Some time ago, I received a query from Alice Groner, regarding the name Union, as applied to cemeteries. Here is what she wrote:
Why were so many cemeteries named Union Cemetery years before the Civil War? . . . I have continued my search as well and discovered that Union Twp. in Hunterdon County was named after Union Furnace which made, among other things, cannon balls for the Revolutionary War. And a lot of the Union Cemeteries in NJ were established before/long before the Civil War. The Union Cemetery, which kicked off the discussion with my friend, is located near Finesville (on the Warren County side of the Musconetcong River), and it is so old that few tombstones are readable. I’m, also, wondering if the usual rather small cemeteries of our early churches filled up and, therefore, folks decided to have a cemetery uniting those of all/most faiths.
“…so many questions…so little time.”
A Google search on the word Union in the Revolutionary War will get you some articles on the many flags that were flown during that time, one in particular (from Taunton, Massachusetts) with the words: “Liberty and Union.” So the word was on people’s minds when they thought about uniting the colonies. The goal of creating “a more perfect union” was used in the preamble to the Constitution.

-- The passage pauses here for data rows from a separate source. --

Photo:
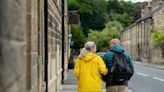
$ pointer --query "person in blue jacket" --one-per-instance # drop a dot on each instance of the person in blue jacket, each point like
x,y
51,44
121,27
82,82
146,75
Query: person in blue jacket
x,y
116,47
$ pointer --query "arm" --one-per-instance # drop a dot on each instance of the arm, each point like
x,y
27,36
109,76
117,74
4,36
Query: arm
x,y
102,67
108,59
130,62
77,69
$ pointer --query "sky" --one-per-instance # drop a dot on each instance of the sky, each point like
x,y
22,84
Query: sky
x,y
137,0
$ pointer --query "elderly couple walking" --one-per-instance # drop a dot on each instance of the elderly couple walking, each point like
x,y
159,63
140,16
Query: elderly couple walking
x,y
115,68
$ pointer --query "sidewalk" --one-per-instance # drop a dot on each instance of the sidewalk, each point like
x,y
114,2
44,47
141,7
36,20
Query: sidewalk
x,y
150,65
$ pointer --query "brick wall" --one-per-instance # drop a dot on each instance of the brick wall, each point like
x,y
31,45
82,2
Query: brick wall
x,y
12,46
142,46
22,45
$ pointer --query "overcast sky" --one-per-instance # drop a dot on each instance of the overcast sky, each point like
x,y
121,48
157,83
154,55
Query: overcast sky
x,y
137,0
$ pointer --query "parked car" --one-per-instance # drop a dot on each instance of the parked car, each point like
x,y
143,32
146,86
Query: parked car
x,y
101,54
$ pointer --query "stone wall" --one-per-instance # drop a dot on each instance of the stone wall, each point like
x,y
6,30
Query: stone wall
x,y
22,45
13,46
140,42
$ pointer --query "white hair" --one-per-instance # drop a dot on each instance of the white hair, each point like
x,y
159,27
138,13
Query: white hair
x,y
87,48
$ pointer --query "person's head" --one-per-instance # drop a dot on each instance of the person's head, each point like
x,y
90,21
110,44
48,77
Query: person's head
x,y
89,47
114,42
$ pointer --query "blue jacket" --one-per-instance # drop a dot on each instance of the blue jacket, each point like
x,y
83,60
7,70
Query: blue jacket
x,y
109,55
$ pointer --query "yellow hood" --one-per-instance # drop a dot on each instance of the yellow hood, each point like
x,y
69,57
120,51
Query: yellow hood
x,y
88,57
88,72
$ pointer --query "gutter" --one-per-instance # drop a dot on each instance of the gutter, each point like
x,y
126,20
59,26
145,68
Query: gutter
x,y
46,43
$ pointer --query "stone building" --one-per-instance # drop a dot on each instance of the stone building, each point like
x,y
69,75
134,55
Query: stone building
x,y
137,38
34,45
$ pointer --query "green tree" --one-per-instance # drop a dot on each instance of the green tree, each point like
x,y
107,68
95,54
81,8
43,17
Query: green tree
x,y
92,13
101,38
158,38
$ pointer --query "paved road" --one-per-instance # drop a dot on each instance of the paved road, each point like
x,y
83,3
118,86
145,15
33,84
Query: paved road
x,y
147,79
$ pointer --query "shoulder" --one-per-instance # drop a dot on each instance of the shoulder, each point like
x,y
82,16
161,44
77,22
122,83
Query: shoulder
x,y
127,54
109,54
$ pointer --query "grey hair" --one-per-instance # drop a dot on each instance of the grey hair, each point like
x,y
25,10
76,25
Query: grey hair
x,y
87,48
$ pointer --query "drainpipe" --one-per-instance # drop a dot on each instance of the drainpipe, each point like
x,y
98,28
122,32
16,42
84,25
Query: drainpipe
x,y
63,36
46,43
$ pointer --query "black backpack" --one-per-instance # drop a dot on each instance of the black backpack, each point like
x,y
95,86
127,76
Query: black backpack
x,y
120,70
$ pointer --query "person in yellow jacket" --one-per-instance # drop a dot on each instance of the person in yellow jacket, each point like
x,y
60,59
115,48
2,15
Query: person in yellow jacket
x,y
88,69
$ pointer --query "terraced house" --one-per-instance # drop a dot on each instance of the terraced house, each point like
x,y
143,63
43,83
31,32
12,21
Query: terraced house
x,y
138,37
34,45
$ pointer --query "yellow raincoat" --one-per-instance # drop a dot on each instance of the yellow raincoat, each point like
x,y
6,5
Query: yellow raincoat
x,y
88,72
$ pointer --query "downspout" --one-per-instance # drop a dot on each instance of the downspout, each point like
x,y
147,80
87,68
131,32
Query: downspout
x,y
63,36
46,43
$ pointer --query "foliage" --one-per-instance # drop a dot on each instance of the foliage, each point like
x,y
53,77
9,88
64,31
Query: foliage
x,y
77,37
124,12
102,38
158,38
91,12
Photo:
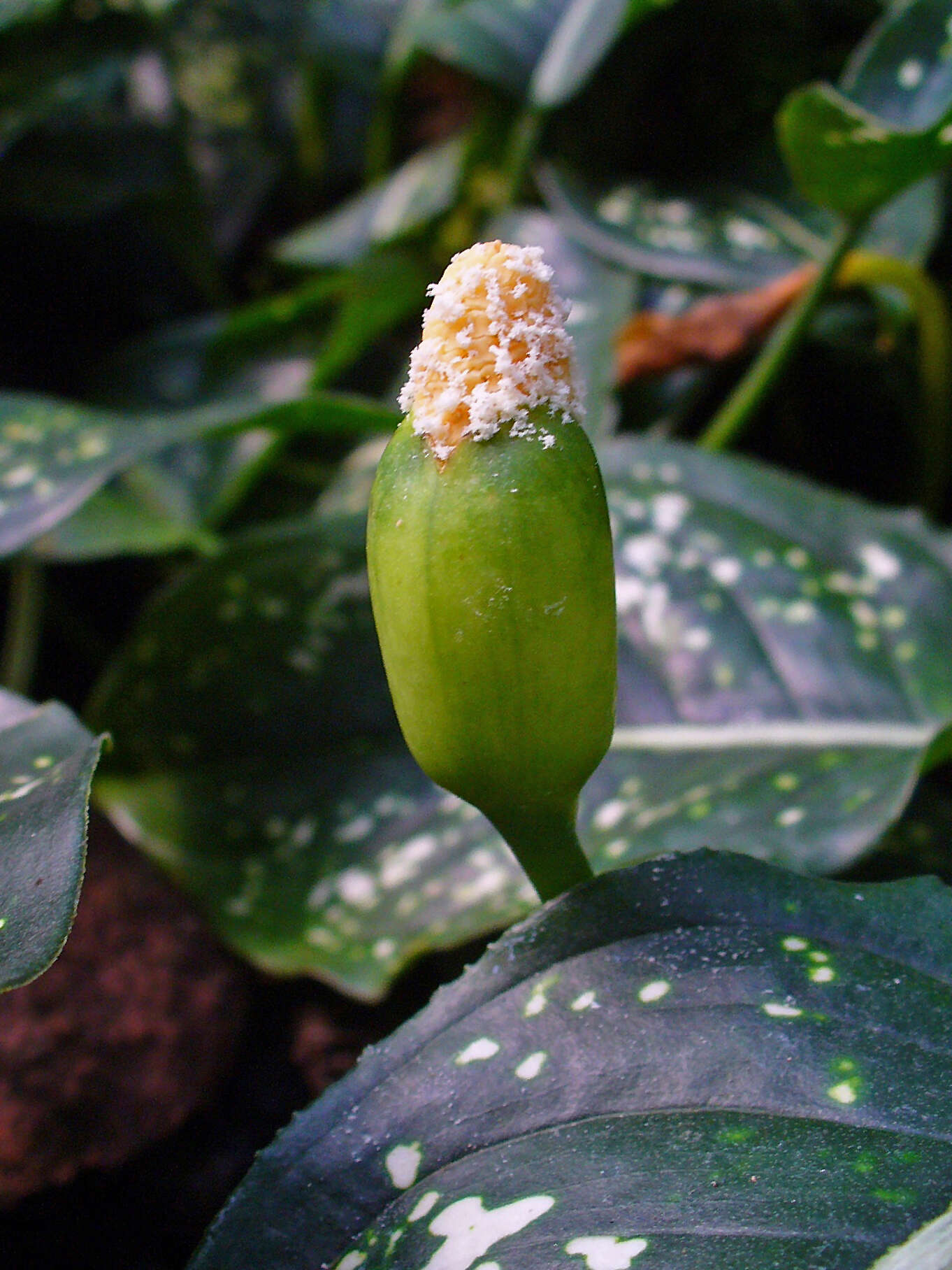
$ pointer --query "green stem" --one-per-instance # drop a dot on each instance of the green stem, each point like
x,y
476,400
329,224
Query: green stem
x,y
935,353
740,407
524,141
380,131
546,845
23,620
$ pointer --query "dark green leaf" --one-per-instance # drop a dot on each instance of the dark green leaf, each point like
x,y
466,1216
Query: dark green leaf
x,y
499,41
584,34
701,1062
46,766
890,124
410,197
57,455
781,681
730,241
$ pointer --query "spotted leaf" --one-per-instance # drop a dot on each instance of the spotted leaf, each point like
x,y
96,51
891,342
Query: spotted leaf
x,y
889,124
779,685
701,1062
782,676
46,766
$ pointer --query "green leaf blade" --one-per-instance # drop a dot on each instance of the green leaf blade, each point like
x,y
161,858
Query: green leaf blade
x,y
659,1059
46,766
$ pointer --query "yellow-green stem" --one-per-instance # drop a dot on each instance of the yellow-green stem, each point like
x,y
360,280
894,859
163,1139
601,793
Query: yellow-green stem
x,y
23,619
547,846
935,331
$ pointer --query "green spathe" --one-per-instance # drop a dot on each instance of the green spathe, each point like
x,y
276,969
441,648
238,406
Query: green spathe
x,y
493,591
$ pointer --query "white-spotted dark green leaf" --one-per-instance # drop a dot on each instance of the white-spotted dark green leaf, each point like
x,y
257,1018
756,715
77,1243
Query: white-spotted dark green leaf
x,y
698,1063
258,759
729,241
412,196
46,767
890,122
57,455
781,681
781,676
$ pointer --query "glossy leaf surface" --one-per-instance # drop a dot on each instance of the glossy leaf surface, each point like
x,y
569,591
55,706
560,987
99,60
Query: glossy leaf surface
x,y
59,455
888,126
46,767
701,1062
779,685
421,190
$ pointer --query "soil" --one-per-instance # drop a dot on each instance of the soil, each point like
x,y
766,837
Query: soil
x,y
141,1073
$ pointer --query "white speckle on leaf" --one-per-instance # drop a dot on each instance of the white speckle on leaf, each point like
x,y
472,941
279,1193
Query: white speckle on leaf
x,y
647,554
359,888
351,1260
470,1229
779,1010
726,571
477,1052
606,1251
530,1067
610,814
354,829
880,563
844,1092
668,512
426,1204
403,1164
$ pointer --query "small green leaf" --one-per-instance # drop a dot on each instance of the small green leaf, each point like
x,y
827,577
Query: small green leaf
x,y
412,196
889,124
584,34
46,767
653,1064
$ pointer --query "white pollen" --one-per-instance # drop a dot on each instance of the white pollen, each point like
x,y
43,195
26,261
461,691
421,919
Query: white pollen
x,y
477,1052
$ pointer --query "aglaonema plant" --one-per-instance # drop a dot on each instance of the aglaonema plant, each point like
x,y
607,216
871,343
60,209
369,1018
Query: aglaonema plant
x,y
490,562
697,1062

Perhaps some of you can come up with a better answer for Alice. It’s an intriguing question.
March 31, 2015 @ 2:31 pm
According to its website, Union Township in Hunterdon County was named after the Union Furnace, which was built in 1742 and operated until the 1780s.
March 31, 2015 @ 5:09 pm
In Milford Borough, there used to be a separate cemetery for the Milford Presbyterian Church, across the street (route 519) from the church, where the Milford School was later built. There was another cemetery (now defunct) on Water Street which had many gravestones and was marked on the 1873 Atlas of Hunterdon County, next to a marble works. A Methodist Church was near the defunct cemetery leading some to believe that their members were buried there. Also, there was the cemetery around the Christian Church. All three of these cemeteries were small. In 1858 the Milford Union Cemetery was incorporated to include burials for everyone who could purchase a plot and many, if not all, of the previous Presbyterian burials were moved there ca. 1858. So, I think it safe to say that Union in this name meant to combine the previous burial opportunities into one much larger cemetery, which is still active almost 160 years later. Other “Union” cemeteries in Hunterdon County include Union Cemetery (next to Round Valley Meth Ch) in Lebanon Borough, Union Cemetery (Clinton Baptist) in the Town of Clinton, Lower Valley Union Cemetery in Califon Borough, Union Cemetery in Ringoes, Union Cemetery on Race St across from the Bethlehem Pres. Ch. in Union Twp., and Union Cemetery Assn of Wertsville (a.k.a. Stout-Manners or Youngs Burial Ground) in East Amwell Twp.